From: Kate Distin (firstname.lastname@example.org)
Date: Thu 28 Apr 2005 - 07:02:29 GMT
> It's difficult to define exactly where ordinary animal mentality leaves off
> and human mentality begins. As numerous researchers have demonstrated,
> chimps are aware of mentality. They reveal this awareness via the fact that
> they speculate as to what's on the minds of other chimps and then try to
> manipulate what these other chimps are thinking. Only the great apes appear
> to have this capacity. See *Machiavellian Intelligence: Social Expertise
> and the Evolution of Intellect in Monkeys, Apes and Humans* edited by Dick
> Byrne and Andrew Whiten, Oxford: Clarendon Press, 1988.
The evidence from primate deception is open to interpretation. Whiten
has also pointed out (in his 1993 contribution to "Understanding Other
Minds", ed. Baron-Cohen et al.) that deception could be practised
without any real understanding of others' beliefs or intentions - so
long as the deceiver can think about and control what is perceptually
available to the deceived.
> Though apes can think about thinking, they don't seem to exploit this
> ability systematically. What distinguishes humans is not our basic capacity
> for meta-representation but simply the fact that we follow up on this
My use of the term "meta-representation" is inclusive of this follow-up
tendency.
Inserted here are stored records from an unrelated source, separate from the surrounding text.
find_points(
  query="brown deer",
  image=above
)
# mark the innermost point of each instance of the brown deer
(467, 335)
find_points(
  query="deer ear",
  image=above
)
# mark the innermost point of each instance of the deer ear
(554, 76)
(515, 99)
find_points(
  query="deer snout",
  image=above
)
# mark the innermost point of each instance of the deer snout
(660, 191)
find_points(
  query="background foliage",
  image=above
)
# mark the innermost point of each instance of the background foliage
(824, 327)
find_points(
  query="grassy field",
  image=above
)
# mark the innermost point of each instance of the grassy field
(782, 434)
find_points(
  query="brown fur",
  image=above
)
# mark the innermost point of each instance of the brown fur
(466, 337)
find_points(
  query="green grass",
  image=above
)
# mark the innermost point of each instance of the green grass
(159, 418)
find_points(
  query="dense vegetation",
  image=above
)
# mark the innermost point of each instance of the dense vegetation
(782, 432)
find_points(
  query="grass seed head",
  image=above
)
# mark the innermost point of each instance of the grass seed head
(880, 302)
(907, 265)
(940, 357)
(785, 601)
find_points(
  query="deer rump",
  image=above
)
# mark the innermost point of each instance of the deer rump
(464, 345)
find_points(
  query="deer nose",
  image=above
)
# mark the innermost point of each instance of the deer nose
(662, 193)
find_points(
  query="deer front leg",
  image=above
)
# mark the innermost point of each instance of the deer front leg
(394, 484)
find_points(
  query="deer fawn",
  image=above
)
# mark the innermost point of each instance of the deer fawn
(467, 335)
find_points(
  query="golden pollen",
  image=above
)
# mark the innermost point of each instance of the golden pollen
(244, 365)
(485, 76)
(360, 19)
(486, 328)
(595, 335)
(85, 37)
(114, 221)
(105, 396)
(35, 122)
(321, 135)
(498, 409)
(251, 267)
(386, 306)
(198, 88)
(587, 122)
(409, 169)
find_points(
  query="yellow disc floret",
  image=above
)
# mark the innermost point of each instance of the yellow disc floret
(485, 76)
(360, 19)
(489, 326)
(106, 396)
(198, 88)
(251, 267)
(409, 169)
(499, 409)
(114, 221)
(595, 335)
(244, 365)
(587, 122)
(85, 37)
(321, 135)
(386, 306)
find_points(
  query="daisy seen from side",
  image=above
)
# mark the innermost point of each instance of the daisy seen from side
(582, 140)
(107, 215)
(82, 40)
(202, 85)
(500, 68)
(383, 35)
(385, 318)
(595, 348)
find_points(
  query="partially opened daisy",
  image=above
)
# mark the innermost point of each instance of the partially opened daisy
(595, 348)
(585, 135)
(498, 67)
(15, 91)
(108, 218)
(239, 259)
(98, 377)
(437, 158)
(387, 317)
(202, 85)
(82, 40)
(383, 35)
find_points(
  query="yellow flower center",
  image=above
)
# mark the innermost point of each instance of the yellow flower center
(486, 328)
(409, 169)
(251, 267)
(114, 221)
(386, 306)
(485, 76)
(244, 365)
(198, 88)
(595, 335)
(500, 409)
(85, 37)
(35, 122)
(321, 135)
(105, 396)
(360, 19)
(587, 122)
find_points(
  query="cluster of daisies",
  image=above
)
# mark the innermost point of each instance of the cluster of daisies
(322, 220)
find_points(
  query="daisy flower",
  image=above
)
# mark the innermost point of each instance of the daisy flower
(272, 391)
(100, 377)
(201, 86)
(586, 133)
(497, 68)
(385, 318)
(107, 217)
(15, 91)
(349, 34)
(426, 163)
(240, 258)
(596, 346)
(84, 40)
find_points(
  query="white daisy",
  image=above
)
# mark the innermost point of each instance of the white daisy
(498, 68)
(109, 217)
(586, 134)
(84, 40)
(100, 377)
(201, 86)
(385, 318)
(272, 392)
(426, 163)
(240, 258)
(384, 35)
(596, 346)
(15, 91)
What sets humans apart is our ability to see the patterns in
a set of representations, to extract the patterns from that original set
and play with them in a new context. So we don't just count objects
(recognizing the common pattern between five apples, five people and five days), but we think about that pattern: we create new ways of representing it (Roman numerals, binary place-value, spoken language); we make the leap to inventing a symbol for the thing that happens when all the apples are eaten (zero); we wonder what would happen if we started counting backwards from zero instead of forwards . . . All the result of our unique meta-representational abilities.
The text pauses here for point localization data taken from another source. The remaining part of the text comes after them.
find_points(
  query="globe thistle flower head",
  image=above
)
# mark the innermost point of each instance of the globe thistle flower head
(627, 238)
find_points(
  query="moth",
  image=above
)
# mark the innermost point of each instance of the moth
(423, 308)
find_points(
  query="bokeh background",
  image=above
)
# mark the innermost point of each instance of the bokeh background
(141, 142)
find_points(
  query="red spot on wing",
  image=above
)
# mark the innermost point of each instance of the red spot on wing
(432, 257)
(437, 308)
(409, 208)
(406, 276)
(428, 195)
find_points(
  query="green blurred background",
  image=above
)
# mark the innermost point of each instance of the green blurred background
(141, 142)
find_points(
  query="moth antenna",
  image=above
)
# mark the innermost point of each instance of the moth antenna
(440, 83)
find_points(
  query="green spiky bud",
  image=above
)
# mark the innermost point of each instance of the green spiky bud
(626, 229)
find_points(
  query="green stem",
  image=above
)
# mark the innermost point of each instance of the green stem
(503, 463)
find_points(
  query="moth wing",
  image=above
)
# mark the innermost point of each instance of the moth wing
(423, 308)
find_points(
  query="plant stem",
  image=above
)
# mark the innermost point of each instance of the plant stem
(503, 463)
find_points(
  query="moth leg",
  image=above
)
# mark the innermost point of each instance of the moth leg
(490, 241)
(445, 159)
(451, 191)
> In essence, an ape is a body in conjunction with a mind. A human,
> on the other hand, is a mind in conjunction with a body. Apes, despite
> their mental self-awareness, are still animals, while humans have evolved
> into something fundamentally different-- Psychozoa as J. Huxley puts it.
> It's not enough to have reflexive mentality. Only when the locus of
> self-existence shifts from body to mind does a self-contained realm of
> culture open up, a mental environment in which memes may compete for
> dominance much as animals do in the physical environment.